Jeder, der sich schon einmal mit Bildbearbeitung und Fotografie beschäftigt hat, hat die Kürzel PPI und DPI mit Sicherheit schon mal gehört oder gelesen (und vermutlich auch schon verwechselt). Im allgemeinen Sprachgebrauch werden die Begriffe auch oftmals bedeutungsgleich verwendet. Selbst große Softwarehersteller verwenden die beiden Kürzel oftmals synonym.

Aber was bedeuten diese Begriffe eigentlich? Und weshalb sind sie für die Auflösung wichtig?

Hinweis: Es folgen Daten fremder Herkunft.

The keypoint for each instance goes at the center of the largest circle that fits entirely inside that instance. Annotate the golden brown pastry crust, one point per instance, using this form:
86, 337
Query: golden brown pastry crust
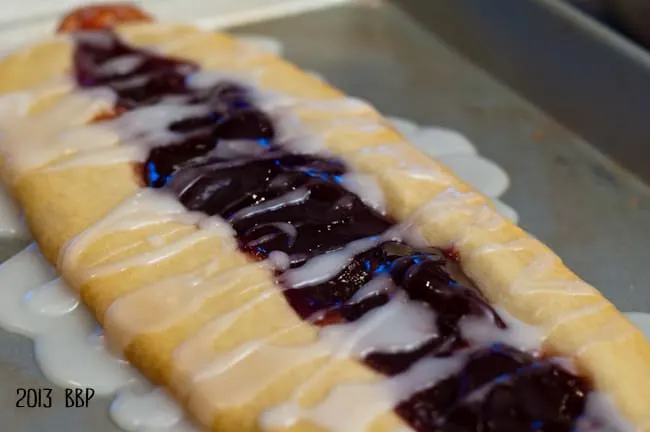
511, 268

Dazu sollte man zunächst wissen, dass ein digitales Foto eine Rastergrafik ist. Jede Rastergrafik besteht aus einer Vielzahl von Bildpunkten, die sogenannten Pixel. Deshalb wird sie auch oft als Pixelgrafik bezeichnet. Die Anzahl der Pixel, aus denen sich eine Rastergrafik zusammensetzt, wird als Bildauflösung bezeichnet.

Der Begriff Pixel leitet sich ab aus dem Englischen von „picture“, umgangssprachlich oft mit „pix“ abgekürzt, und „element“. Als Abkürzung wird oft „px“ verwendet. Übersetzen kann man Pixel in etwa mit Bildelement oder Bildpunkt.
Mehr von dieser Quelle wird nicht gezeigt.